4 Tips For Baby Shower Etiquette
There are few events are more exciting than welcoming a baby into the world. Whether a shower is being thrown for you or you're planning the party for another mother-to-be, you want it to be worthy of the spectacular event it's celebrating. However, traditions come with rules. Here are 4 tips on following baby shower etiquette.
Close friends are welcome to host the shower. Though showers are thrown to honor the mother, the event is about gift giving. With big events like weddings and showers it's common practice and common courtesy for people to give gifts to those being honored, but it's considered tacky to mention gifts; you never want to ask for gifts. This is why no one in the immediate family of the mother-to-be is supposed to host; it suggests the honoree is asking for gifts.
Though the honoree isn't supposed to ask for gifts, it's perfectly acceptable for her to register for gifts. For guests who don't know what to buy, it's an excellent guide for getting gifts that will be useful and that mom needs. How much to spend is up to each guest. It's customary to spend $25-$30, but close friends and relatives might want to spend more. If your budget dictates that you spend less, try giving sentimental baby toys or going in on a big gift with another guest or two.

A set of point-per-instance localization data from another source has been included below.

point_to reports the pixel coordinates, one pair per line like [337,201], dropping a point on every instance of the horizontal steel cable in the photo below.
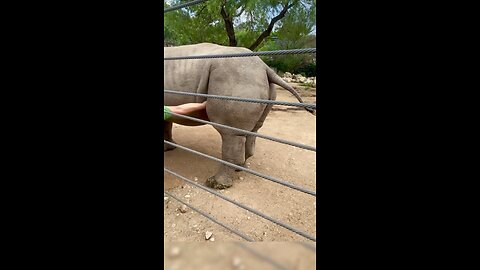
[261,256]
[304,190]
[183,5]
[210,217]
[250,100]
[258,213]
[265,53]
[309,247]
[299,145]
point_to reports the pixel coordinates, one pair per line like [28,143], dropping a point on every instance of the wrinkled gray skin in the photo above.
[246,77]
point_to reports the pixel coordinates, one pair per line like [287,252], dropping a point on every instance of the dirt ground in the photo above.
[284,162]
[231,255]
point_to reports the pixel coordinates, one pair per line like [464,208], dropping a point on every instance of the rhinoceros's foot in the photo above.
[168,147]
[219,183]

It's hard to come up with a time that's convenient for everyone who wants to be part of the festivities, but the only person it really needs to be convenient for the mother-to-be. Party organization aside, pregnancies generally last about 40 weeks, and those last several weeks are uncomfortable for the woman carrying the baby. Around 32 weeks and later isn't too late, but it likely won't be fun for the honoree. Aim for around 28 weeks. Mom will still be comfortable and it will give her time to sort through her gifts and get things set up before the baby comes.
How Many Showers
Traditionally, showers are held for the first child. Buying all the items a new mom needs to care for a baby gets quite expensive, so showers are a way to gather the things people need for a newborn (clothes, cribs, strollers) and ease the financial burden to the expectant mother, as well as celebrate the event. For a second child, a shower might be considered tacky. However, the circumstances should dictate whether or not there's a party. For instance, if the second child comes several years after the first one and there's nothing left from the first baby or if you just want to have a celebration, it's OK as long as guests are asked not to bring gifts.
The birth of a baby is a time to celebrate! Getting caught up in the rules of traditions is inevitable, but there are ways to navigate the customs so everyone is comfortable and can enjoy the party.